On Jul 1, 2006, at 2:42 AM, Jeremy Boynes wrote:

Jean-Sebastien Delfino wrote:
- Modularity, building our runtime in a more modular way, with more but simpler modules, clean SPI modules with only interfaces, and decoupling the
core and the Java component implementation type / container.
- Simpler SPIs, covering all aspects of the cycle (development, build,
deployment + install, runtime, admin etc.)

There's several things here conflated together - I propose we tackle
them separately.

If you define runtime as a running SCA environment, I think we have a
good start on a modular approach. There are bound to be tweaks but I
think we are going in the right direction.

We have a basic core with a well-defined SPI into which we can add
extensions without needing any change to the core. We also have ways
in which extensions can co-operate, providing new extension points
themselves into which other things can plug. spi and core2 combined
are about 12000 lines of code and the binary is just over 300K in size
- this is not very big really.

I believe a good portion of that 300K is related to the Geronimo WorkManager dependencies. Since WorkManager can be implemented as a thin facade over the JDK 5 concurrency libraries, we should look at implementing a simple one and eliminating the dependencies. Once we do that, I think we will only need StAX, which is slated to become part of the JDK anyway.

Having said that, I agree that we can restructure the SPI module to
make things a little clearer. I think some of the confusion now comes
because it contains both runtime and deployment interfaces. We agreed
a long time ago that we wanted the runtime to be self-contained and
independent of the deployment mechanism used. Bearing that in mind, we
should be able to separate the runtime part of the SPI from the
deployment part.

Taking a quick swag at the top-level packages in the SPI I would
propose we create two new ones, deployment and runtime, and move
things around as follows:

runtime:
   bootstrap, component, event, host, monitor, policy, services, wire

deployment:
   annotation, builder, deployer, loader, model

What does "annotation" do? On a related note, I think we also have a POJO extension model for things like annotation processors. I don't think this can be easily factored into an SPI below core since it will drag in a whole bunch of things (either in the basic SPI package or a special "POJO" SPI package). Any ideas would be great...otherwise we may just say that type of extension is a "low- level" one done off core.

Assuming this works and all dependencies point from deployment to
runtime we could then split the SPI module into two. I'd like to
re-evaluate before doing that though as I think a typical usage would
always have both runtime and deployment code and would typically
always need both modules.
I don't see separating these into two projects is worth the added complexity. As long as we have a clear packaging structure, IMO it is much easier to deal with one extension jar.

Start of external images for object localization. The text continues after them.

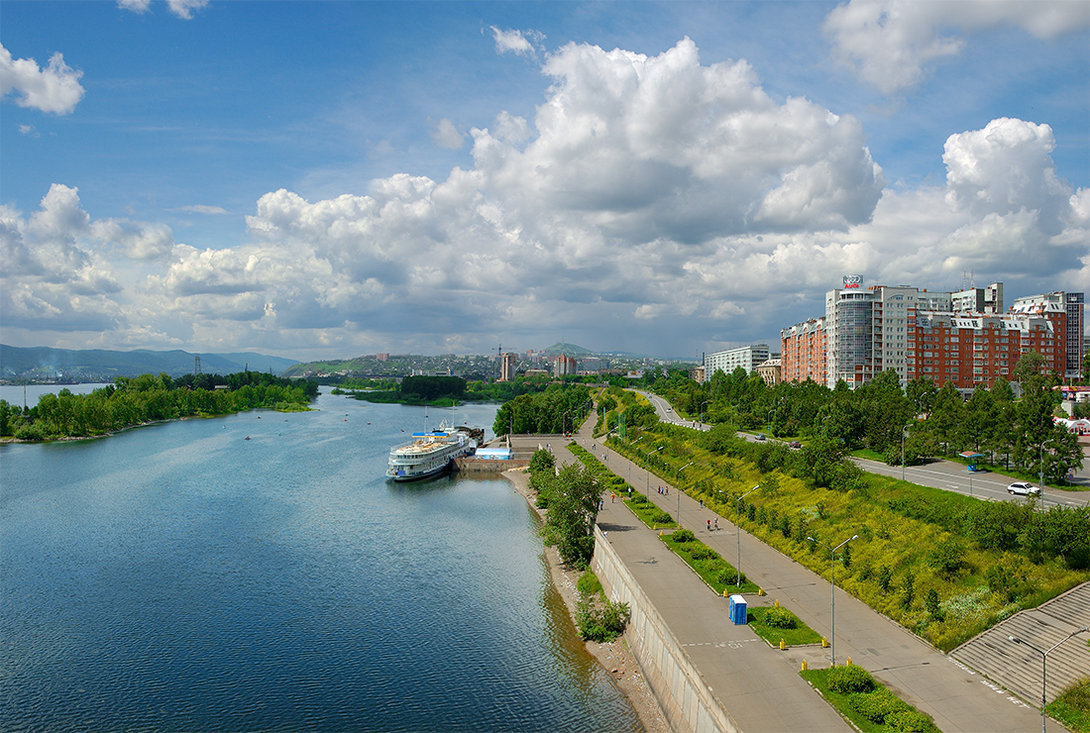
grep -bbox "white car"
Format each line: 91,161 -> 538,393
1007,481 -> 1041,496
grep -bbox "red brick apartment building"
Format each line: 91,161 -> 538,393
906,310 -> 1065,388
780,318 -> 826,384
779,282 -> 1077,390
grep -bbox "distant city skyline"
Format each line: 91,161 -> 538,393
2,1 -> 1088,360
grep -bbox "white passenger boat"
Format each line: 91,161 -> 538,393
385,422 -> 479,481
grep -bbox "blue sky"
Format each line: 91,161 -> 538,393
2,0 -> 1088,360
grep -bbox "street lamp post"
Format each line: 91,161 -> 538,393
901,423 -> 912,482
646,446 -> 664,495
807,533 -> 859,667
735,485 -> 759,587
1039,438 -> 1055,493
1008,627 -> 1089,733
676,462 -> 693,526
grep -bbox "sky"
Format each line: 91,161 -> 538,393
2,0 -> 1088,361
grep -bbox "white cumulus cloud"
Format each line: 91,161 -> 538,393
824,0 -> 1090,94
0,43 -> 85,115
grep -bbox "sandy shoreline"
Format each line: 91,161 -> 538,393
502,467 -> 670,733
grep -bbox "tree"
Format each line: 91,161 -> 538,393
541,464 -> 602,568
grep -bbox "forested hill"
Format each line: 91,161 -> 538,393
1,345 -> 297,381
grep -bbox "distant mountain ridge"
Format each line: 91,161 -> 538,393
0,345 -> 298,381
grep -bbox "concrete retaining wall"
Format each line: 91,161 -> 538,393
592,526 -> 736,733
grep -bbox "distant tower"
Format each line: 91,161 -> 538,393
194,355 -> 202,375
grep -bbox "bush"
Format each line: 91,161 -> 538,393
688,545 -> 720,561
827,663 -> 877,694
763,606 -> 799,629
576,571 -> 602,596
672,529 -> 696,543
887,710 -> 936,732
651,508 -> 674,524
848,688 -> 907,723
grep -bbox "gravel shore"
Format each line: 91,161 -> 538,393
503,467 -> 670,733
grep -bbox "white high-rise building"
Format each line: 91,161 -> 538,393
825,283 -> 917,388
704,344 -> 769,378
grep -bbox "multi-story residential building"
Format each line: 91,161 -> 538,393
1011,291 -> 1084,380
780,318 -> 826,384
552,354 -> 577,378
704,344 -> 770,378
824,284 -> 917,388
499,352 -> 517,382
907,311 -> 1064,388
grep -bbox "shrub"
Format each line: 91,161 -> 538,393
848,688 -> 907,723
718,569 -> 746,586
651,508 -> 674,524
688,545 -> 720,561
827,664 -> 877,694
887,710 -> 936,732
763,606 -> 799,629
672,528 -> 696,543
576,571 -> 602,596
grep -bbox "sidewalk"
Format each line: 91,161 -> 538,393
552,422 -> 1050,732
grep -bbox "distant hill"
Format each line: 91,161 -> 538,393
541,342 -> 594,356
0,345 -> 298,381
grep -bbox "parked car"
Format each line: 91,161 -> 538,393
1007,481 -> 1041,496
755,434 -> 766,441
789,441 -> 802,449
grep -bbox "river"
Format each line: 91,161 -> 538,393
0,388 -> 642,732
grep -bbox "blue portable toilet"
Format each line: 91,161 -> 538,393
728,594 -> 747,625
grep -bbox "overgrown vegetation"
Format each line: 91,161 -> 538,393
574,571 -> 631,642
802,665 -> 939,732
1048,676 -> 1090,733
0,372 -> 318,441
602,419 -> 1089,651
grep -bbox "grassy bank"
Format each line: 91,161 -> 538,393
605,427 -> 1088,651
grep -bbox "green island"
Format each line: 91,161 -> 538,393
802,664 -> 938,732
0,372 -> 319,441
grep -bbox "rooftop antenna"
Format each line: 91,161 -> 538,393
194,355 -> 202,375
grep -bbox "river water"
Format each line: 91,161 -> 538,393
0,389 -> 641,732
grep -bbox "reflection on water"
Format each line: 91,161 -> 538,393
0,391 -> 642,732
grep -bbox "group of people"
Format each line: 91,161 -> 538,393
656,485 -> 669,495
706,518 -> 720,531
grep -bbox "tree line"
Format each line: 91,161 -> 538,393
649,351 -> 1082,484
492,384 -> 593,437
0,372 -> 318,441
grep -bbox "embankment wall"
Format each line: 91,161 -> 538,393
592,525 -> 736,733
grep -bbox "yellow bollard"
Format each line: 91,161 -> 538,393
774,599 -> 780,608
822,637 -> 829,648
723,589 -> 729,597
801,659 -> 808,671
758,587 -> 766,596
846,657 -> 852,666
779,639 -> 786,651
658,529 -> 663,536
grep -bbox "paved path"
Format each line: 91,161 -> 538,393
529,416 -> 1059,732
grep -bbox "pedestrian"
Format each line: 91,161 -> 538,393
707,519 -> 711,531
699,499 -> 704,508
714,518 -> 719,531
611,493 -> 615,503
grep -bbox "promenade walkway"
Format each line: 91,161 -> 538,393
528,417 -> 1057,732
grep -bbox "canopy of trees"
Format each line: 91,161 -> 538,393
493,384 -> 593,436
1,372 -> 318,441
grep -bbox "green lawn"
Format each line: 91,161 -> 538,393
801,666 -> 938,733
661,531 -> 759,594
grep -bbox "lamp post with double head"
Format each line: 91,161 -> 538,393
1039,438 -> 1055,493
646,446 -> 664,495
1008,627 -> 1089,733
676,462 -> 693,526
735,485 -> 759,587
807,533 -> 859,667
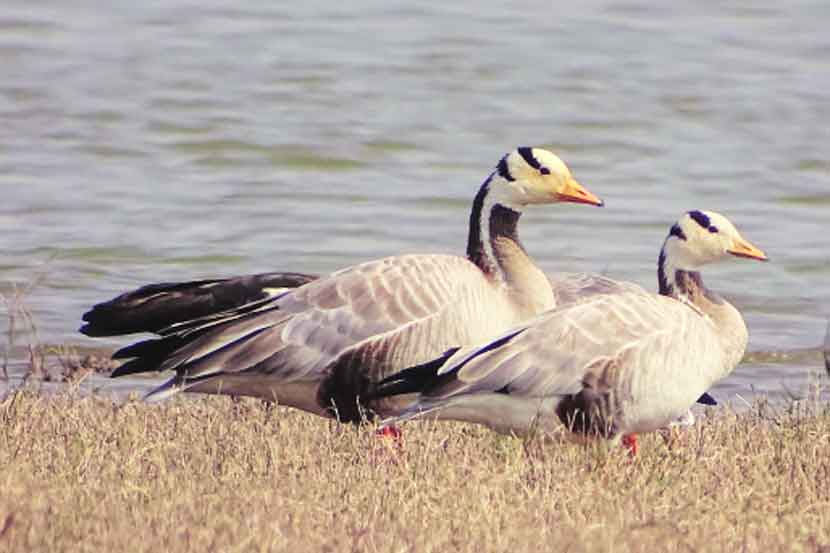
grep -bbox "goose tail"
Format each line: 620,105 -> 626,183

Making people deal with two things just
seems like unneeded complexity.

Finally, I think we need to be clear about what is an SPI and what is
an API. To me, an SPI is something used by an system to expand its
functionality, it's a view from the inside looking out; an API is used
by something else to manipulate a system, it's a view from the outside
looking in.

With that in mind I think some of the "SPIs" you mention above are
really APIs. Things like deployment, install, admin (and I'd add
management, monitoring) are interfaces the runtime would provide to
allow outside entities to manipulate it.

This is a god point. I think it also entails a different design approach. For example, an SPI is intended for experienced, systems- level programmers and therefore can sacrifice a bit of complexity for power and flexibility.

I'd propose that this may be a better way to slice up the current spi
module. For example, we could consider splitting out the bootstrap and
deployer packages into a new "api" module. The intention would be to
provide interfaces used by external actors without exposing them to
the mechanisms used to extend the runtime.